Was ist diesmal schiefgelaufen?
Sicher hat Paula es versäumt, ihrer Gastfamilie zu erzählen, dass ihre Mutter Vegetarierin ist. Aber auch wenn sie daran gedacht hätte, hätte das an der Menüfolge wenig geändert. Für Vegetarier ist eine Reise nach Frankreich wirklich kein kulinarischer Genuss, denn ein Essen ohne Fleisch existiert praktisch nicht, und niemals hätte die Familie Bouchard Eva zuliebe auf ihre foie gras und ihren Braten verzichtet. Das Konzept des Vegetariers ist für Franzosen sehr fremd. Bestimmte Speisen bei einer Essenseinladung abzulehnen, gilt als unhöflich, außer jemand ist allergisch oder krank. Sich zum Vegetarier zu erklären, hält der überwiegende Teil der Franzosen für übertriebenes Gehabe. Als Vegetarier muss man sich in Frankreich an Käsebrot, Fisch (wenn man denn Fisch isst) und Beilagen halten.

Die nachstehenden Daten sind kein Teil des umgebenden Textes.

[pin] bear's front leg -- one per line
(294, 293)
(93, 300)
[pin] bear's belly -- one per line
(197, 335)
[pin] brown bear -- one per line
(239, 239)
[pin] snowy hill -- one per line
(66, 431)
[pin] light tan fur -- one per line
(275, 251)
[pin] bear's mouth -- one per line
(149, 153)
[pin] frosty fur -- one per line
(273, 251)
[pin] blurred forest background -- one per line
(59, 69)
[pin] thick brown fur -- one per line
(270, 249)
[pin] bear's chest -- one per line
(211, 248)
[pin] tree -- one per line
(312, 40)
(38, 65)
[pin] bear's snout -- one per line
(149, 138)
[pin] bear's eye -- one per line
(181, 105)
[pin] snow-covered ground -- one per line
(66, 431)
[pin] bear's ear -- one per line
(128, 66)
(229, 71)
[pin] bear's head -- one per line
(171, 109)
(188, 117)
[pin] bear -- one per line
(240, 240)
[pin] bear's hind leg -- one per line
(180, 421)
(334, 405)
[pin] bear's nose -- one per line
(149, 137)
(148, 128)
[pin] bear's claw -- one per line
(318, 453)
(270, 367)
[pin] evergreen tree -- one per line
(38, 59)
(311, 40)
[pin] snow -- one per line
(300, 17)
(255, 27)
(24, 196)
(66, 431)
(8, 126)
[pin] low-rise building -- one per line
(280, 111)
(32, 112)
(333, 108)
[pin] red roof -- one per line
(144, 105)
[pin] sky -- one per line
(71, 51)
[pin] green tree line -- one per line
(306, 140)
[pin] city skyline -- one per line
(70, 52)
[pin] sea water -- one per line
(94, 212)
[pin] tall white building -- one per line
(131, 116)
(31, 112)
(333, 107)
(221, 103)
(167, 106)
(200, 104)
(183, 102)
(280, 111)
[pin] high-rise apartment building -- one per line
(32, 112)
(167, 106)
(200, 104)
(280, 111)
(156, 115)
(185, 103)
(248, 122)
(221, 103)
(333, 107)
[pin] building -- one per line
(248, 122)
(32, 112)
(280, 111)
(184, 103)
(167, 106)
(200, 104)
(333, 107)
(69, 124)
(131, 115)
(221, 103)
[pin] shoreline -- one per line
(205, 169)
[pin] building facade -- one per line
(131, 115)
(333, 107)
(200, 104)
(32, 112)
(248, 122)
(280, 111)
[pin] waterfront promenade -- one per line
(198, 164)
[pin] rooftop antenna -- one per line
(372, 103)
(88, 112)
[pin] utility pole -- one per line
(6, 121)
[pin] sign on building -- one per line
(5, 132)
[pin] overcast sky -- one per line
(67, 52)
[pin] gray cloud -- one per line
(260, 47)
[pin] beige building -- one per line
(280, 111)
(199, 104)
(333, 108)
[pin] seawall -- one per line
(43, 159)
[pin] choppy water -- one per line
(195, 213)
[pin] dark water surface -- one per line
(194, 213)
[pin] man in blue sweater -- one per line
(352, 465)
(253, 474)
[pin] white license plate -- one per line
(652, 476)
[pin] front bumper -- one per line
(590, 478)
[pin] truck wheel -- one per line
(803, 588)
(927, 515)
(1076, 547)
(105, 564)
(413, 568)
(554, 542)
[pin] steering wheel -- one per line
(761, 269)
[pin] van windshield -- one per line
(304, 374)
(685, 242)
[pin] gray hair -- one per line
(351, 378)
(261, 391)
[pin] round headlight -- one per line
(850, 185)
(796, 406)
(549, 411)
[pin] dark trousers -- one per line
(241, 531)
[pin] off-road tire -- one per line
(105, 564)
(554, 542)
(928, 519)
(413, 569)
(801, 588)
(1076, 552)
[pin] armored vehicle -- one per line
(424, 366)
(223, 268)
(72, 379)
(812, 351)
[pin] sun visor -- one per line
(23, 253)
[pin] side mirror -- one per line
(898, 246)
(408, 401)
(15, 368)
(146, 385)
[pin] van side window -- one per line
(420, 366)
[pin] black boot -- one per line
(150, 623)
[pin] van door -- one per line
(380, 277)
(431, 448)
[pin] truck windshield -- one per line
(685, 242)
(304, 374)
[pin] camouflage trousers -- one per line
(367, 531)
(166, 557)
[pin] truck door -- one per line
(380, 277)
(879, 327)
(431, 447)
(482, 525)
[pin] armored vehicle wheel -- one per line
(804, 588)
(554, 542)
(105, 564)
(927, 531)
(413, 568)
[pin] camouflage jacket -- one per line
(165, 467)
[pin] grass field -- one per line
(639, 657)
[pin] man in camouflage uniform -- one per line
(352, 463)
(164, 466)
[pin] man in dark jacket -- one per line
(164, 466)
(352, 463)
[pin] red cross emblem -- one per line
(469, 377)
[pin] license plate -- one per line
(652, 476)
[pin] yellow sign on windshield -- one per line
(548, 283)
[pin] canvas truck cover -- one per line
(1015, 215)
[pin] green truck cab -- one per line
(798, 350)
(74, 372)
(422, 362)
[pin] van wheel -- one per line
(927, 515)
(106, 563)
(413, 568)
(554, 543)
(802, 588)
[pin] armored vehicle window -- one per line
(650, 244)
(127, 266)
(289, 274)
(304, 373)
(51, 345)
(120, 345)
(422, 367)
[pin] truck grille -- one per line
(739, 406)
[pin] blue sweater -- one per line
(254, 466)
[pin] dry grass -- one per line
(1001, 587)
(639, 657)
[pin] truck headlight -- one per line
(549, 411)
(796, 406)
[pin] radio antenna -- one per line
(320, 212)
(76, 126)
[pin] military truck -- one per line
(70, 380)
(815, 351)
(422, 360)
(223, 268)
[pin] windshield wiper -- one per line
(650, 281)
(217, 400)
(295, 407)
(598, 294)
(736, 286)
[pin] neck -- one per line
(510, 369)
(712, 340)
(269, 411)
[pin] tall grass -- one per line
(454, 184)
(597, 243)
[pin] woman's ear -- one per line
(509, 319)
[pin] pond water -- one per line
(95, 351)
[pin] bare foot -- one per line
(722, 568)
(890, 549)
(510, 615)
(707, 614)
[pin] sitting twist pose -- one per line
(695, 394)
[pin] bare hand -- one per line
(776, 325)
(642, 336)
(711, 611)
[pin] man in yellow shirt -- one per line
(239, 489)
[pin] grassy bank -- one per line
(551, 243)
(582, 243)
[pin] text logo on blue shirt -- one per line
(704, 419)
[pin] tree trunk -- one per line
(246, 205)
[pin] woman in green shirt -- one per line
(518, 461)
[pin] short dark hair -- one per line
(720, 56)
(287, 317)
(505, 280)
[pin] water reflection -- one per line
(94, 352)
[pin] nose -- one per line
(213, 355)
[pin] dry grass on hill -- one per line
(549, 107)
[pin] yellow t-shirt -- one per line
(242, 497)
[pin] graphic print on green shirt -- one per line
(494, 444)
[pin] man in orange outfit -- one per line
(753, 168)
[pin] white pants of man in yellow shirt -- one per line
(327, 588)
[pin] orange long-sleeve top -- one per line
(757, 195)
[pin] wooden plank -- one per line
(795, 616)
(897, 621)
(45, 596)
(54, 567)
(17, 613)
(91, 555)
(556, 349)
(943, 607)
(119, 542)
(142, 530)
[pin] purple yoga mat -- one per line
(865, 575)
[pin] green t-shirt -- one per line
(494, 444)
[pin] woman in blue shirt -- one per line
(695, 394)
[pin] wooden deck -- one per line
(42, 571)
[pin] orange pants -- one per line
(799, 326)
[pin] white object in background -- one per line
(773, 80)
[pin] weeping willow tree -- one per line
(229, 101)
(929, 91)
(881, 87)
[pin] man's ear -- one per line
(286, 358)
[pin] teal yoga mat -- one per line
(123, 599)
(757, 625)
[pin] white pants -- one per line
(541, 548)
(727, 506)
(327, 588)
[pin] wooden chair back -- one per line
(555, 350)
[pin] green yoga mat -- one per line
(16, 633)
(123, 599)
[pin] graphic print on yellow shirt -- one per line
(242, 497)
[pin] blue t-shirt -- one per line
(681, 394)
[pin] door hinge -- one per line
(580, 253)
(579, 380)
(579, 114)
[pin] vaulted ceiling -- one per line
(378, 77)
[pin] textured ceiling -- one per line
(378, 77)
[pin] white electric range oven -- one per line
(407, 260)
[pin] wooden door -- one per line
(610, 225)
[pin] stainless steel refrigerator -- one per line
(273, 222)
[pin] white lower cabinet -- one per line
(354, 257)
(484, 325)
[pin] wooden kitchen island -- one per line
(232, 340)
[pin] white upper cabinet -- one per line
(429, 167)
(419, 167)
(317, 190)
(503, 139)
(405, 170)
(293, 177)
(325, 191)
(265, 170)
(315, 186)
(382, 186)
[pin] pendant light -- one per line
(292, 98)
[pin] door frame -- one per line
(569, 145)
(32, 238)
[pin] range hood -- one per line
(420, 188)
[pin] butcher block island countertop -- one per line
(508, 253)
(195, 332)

Schon bei den alten Ägyptern galt die Leber von Gänsen und Enten als Delikatesse, und so bildete sich der Brauch, diese Tiere mit speziellem Futter so weit zu stopfen, dass sich die Leber von den üblichen etwa 300 Gramm auf bis zu 1.000 oder 2.000 Gramm vergrößert. Durch das Römische Reich verbreitete sich die Technik bis nach Frankreich, das heute als Heimatland der foie gras (der »fetten Leber«) gilt. Den fünf bis sechs Monate alten Enten oder Gänsen wird mit Hilfe eines Rohres ein Futterbrei aus 95 Prozent Mais und fünf Prozent Schweineschmalz direkt in den Magen gepumpt, die Leber verfettet. 80 Prozent der Weltproduktion der foie gras kommt heute aus Frankreich. 2005 wurde die Stopfleber von der französischen Nationalversammlung in einem Zusatz zum Landwirtschaftsgesetz zum »nationalen und gastronomischen Kulturerbe« erklärt und damit von Tierschutzgesetzen ausgenommen. Foie gras gilt als typische Vorspeise zu besonderen Anlässen, z.B. beim Weihnachtsessen.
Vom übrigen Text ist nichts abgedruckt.